Colorful Kapusniak (Or, Polish Bacon, Blue Potato, and Red Cabbage Soup)


I understand now. This does not make it acceptable or okay. But. I do understand.

This is to say that I have realized

we collide.

And it can be so difficult to predict the various directions we refract from there, it seems.

Just think of all the places we have been,

and how no one is required to cater to you and how sometimes they might feel they have but you may not have received it that way and how this applies in the opposite direction(s), too, and how one person’s capacities can predict the reality of their experience and the experience of others

[and how they may not even see that happening when it is happening]
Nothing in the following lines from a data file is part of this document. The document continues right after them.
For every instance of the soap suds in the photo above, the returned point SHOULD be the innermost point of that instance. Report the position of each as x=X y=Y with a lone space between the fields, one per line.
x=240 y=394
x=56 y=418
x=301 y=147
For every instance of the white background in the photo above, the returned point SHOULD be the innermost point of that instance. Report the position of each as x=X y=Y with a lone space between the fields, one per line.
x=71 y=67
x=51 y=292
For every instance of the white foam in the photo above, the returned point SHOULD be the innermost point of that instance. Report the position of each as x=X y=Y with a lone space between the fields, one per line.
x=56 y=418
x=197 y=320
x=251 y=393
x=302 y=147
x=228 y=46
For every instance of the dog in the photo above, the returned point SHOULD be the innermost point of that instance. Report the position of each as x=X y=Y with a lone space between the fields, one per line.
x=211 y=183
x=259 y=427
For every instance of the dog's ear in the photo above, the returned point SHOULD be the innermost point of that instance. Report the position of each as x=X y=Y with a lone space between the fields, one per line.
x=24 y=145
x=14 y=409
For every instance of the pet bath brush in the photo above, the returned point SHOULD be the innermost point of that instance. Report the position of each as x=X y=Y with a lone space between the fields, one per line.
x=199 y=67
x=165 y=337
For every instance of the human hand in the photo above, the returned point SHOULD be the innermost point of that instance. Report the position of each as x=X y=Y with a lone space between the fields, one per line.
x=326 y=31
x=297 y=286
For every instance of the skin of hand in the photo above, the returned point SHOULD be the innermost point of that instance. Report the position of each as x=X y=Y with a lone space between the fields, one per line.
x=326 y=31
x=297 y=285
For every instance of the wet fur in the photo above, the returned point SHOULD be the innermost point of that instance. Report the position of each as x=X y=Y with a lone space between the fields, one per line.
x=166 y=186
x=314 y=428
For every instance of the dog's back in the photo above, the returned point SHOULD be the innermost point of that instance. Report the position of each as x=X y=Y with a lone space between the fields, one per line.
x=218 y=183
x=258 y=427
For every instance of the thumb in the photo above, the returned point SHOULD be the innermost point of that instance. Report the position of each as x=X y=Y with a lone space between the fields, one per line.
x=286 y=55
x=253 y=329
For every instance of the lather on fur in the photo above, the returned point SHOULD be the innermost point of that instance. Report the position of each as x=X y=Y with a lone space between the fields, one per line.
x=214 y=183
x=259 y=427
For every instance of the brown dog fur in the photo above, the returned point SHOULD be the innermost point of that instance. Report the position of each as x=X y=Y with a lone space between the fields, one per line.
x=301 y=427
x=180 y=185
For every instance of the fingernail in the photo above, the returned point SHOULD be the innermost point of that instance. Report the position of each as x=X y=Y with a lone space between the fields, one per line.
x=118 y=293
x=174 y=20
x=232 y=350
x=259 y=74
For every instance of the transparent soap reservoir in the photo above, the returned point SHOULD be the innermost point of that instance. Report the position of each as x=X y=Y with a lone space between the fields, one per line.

A whole world later, craving this thing I did not even want to consume when it was prepared for me and choosing colorful versions of all of its parts but even smelling it does not make it make sense, except

bacon and potatoes and paprika will always be right – no matter the expression – especially when the bacon is thick-cut and the potatoes turn blue and the paprika is also smoked and the cabbage is purple and the carrots are all of the colors with brine and spicy mustard when the bread meets the broth and we slurpcrunch

losing track of what was important all along in order to find it again ===> warmth

One Year: Coffee-Cardamom Layer Cake with Sweetened Condensed Milk Frosting
Two Years: Chipotle-Butternut Squash and Black Bean Tacos with Pomegranate Seeds and Feta
Three Years: Pumpkin Cake with Maple-Cream Cheese Frosting
Four Years: Pan Con Tomate Y Manchego
Five Years: Honey Buttermilk Biscuits

Colorful Kapusniak
Makes about 8-10 servings

4 slices of thick-cut bacon
1/2 red onion, diced
sea salt and freshly ground black pepper, to taste
3 multi-colored carrots, peeled and sliced into thin rounds
1 red bell pepper, diced
1/2 head of red cabbage, sliced into thin shreds
6 blue potatoes, peeled and chopped into 1/2-inch thick chunks
1/2 cup sauerkraut
1/4 cup sauerkraut brine
1 tbsp tomato paste
1 tbsp paprika
1 tsp smoked paprika
pinch of cayenne
2 quarts chicken stock
chives, for serving
coarse dijon mustard, for serving
sourdough or other crusty bread, for serving

Heat a frying pan on medium-high, then add bacon and cook until crisp on both sides. When cooked, reserve 2 tbsp bacon fat and transfer the bacon to a plate with a paper towel to degrease. Break the bacon into little pieces, reserving for later. In a large pot on medium-low, heat the bacon fat. Add the red onion and season with sea salt and black pepper, stirring to coat and cooking until translucent. Stir in the carrots and bell pepper and cook until tender. Add red cabbage and blue potatoes, and cook another 5 minutes. Stir in sauerkraut and brine. Add tomato paste, paprika, smoked paprika, and cayenne, stirring to coat. Pour in the chicken stock and increase the heat to high, then cover. Allow the soup to come to a boil before reducing to a simmer for another 15 minutes. Season to taste with sea salt and pepper. Serve with bacon pieces, chives, mustard, and crusty bread.